– Zróbmy tak, panie Wolfe. Otrzyma pan nagrodę. Jak na tych starych plakatach „Poszukiwany żywy lub martwy” z westernów. Powiedzmy, dwadzieścia tysięcy dolarów. To pokaźna suma. Jeśli zdobędzie pan informacje, które doprowadzą do odnalezienia dziewczyny i jej powrotu do domu… podkreślam, jeśli… wtedy zapłacę panu dwadzieścia tysięcy dolarów. Pomoże pan uratować Jennifer, zarobi pan kupę forsy. Jeśli będzie pan kombinował, obijał się i niczego nie znajdzie, nie dostanie pan nic. Oto pańska premia motywacyjna. I na pana miejscu darowałbym sobie nieudolne próby wymuszenia czegokolwiek od jej rodziny lub kogokolwiek innego, bo gliny będą mniej wyrozumiałe niż ja i wyląduje pan, w więzieniu. Ja jednak jestem trochę inny, lekko stuknięty… – Adrian uśmiechnął się jak czarny charakter w sztuce teatralnej -…pozwolę więc panu wyłudzić ode mnie pewną sumę.
– Jak mogę panu ufać?
Adrian wybuchnął ostrym śmiechem.
– To pytanie, panie Wolfe… – mówił swoim najlepszym stentorowym głosem jak nadęty wykładowca za katedrą -…sam mógłbym panu zadać.

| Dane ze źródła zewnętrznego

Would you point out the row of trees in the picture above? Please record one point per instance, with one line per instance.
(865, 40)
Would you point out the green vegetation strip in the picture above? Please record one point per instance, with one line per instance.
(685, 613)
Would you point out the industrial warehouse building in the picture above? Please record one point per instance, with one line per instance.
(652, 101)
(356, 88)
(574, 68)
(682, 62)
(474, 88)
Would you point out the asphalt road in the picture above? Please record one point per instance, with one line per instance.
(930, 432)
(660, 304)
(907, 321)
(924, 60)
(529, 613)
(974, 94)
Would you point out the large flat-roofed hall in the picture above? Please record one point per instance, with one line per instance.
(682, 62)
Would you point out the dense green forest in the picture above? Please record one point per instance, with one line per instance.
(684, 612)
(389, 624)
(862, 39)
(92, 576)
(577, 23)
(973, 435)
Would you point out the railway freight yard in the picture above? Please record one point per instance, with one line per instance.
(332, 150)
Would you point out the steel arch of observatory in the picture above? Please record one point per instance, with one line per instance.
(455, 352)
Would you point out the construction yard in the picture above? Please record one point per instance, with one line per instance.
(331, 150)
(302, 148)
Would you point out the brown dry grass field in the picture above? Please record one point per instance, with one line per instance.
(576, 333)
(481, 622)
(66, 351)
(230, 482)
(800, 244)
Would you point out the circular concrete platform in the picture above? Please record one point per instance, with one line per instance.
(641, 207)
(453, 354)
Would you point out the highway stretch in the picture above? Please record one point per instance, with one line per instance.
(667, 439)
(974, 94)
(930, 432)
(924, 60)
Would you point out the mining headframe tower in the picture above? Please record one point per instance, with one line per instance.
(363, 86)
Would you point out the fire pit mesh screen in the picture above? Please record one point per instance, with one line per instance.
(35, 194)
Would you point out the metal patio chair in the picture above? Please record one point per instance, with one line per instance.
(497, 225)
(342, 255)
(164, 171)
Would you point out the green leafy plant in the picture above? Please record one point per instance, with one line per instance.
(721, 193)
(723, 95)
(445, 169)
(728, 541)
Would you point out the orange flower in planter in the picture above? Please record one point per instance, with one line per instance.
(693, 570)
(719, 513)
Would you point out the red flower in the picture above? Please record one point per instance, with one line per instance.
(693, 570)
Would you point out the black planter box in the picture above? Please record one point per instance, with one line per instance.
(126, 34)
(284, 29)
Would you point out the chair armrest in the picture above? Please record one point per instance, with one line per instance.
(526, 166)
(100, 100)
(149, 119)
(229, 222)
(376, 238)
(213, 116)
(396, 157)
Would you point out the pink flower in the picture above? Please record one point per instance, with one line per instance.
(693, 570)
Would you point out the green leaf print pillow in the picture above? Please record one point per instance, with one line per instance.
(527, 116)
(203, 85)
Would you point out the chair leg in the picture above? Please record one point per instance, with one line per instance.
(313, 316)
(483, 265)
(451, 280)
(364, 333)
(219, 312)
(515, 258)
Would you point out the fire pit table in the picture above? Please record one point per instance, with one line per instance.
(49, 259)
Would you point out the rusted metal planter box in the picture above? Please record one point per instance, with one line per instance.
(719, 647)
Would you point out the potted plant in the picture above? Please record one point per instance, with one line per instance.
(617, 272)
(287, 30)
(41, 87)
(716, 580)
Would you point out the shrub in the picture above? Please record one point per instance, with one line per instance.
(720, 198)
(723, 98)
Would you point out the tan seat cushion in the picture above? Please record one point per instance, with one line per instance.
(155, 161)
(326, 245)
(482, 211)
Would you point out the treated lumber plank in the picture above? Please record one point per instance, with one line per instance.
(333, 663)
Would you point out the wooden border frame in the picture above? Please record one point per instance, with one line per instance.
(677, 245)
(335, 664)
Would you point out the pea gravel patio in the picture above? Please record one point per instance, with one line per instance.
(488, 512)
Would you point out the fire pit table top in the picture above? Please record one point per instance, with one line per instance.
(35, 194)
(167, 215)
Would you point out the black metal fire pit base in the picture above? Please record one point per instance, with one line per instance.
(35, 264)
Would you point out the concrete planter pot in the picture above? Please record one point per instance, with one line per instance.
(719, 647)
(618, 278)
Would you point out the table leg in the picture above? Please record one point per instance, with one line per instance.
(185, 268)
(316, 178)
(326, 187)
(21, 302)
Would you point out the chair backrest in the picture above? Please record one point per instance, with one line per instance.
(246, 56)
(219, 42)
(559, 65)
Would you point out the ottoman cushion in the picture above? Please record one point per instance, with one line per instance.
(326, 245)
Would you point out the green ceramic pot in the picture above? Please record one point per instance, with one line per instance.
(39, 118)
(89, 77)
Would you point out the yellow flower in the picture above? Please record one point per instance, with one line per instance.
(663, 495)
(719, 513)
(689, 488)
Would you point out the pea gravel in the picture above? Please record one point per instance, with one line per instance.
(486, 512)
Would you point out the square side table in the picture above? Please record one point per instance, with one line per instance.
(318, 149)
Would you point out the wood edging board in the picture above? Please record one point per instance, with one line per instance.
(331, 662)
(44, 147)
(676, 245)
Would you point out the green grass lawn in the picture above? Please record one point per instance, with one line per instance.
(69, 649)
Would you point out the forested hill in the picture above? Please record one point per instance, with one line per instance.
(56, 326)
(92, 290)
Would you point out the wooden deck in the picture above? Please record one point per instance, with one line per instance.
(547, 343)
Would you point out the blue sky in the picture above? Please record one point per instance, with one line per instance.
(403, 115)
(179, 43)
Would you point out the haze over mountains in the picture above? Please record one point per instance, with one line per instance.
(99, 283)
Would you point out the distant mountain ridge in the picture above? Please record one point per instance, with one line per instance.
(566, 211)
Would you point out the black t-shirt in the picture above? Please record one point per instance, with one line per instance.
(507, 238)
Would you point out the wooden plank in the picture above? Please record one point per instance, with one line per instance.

Przestępca miał skonsternowaną minę.
– Nie jest pan w tym najlepszy, co?
– W czym? Jeśli chodzi o komputery i surfowanie po sieci… znam się na tym cholernie dobrze…
– Nie. Miałem na myśli bycie przestępcą.
Wolfe pokręcił głową. Odwrócił się z powrotem do swojego komputera.
– Nie jestem przestępcą. Nigdy nie byłem.
– To temat na inną dyskusję.
– To nie przestępstwo, profesorze. To, co lubię. To po prostu… – Urwał, ale czy dlatego, że zdał sobie sprawę, jak głupio to zabrzmiało? – W porządku, profesorze. Bylebyśmy się dobrze rozumieli. Dwadzieścia kawałków.
Adrian spodziewał się jakiejś dodatkowej groźby, czegoś w stylu: „jeśli nie zapłacisz, to…”, ale nie bardzo wiedział, co którykolwiek z nich mógłby zrobić drugiemu. Wolfe chciał pieniędzy. Z drugiej strony, zdawał sobie sprawę, że Adrian może odwrócić się i wyjść. Ich siły były idealnie równe. Obaj czegoś potrzebowali.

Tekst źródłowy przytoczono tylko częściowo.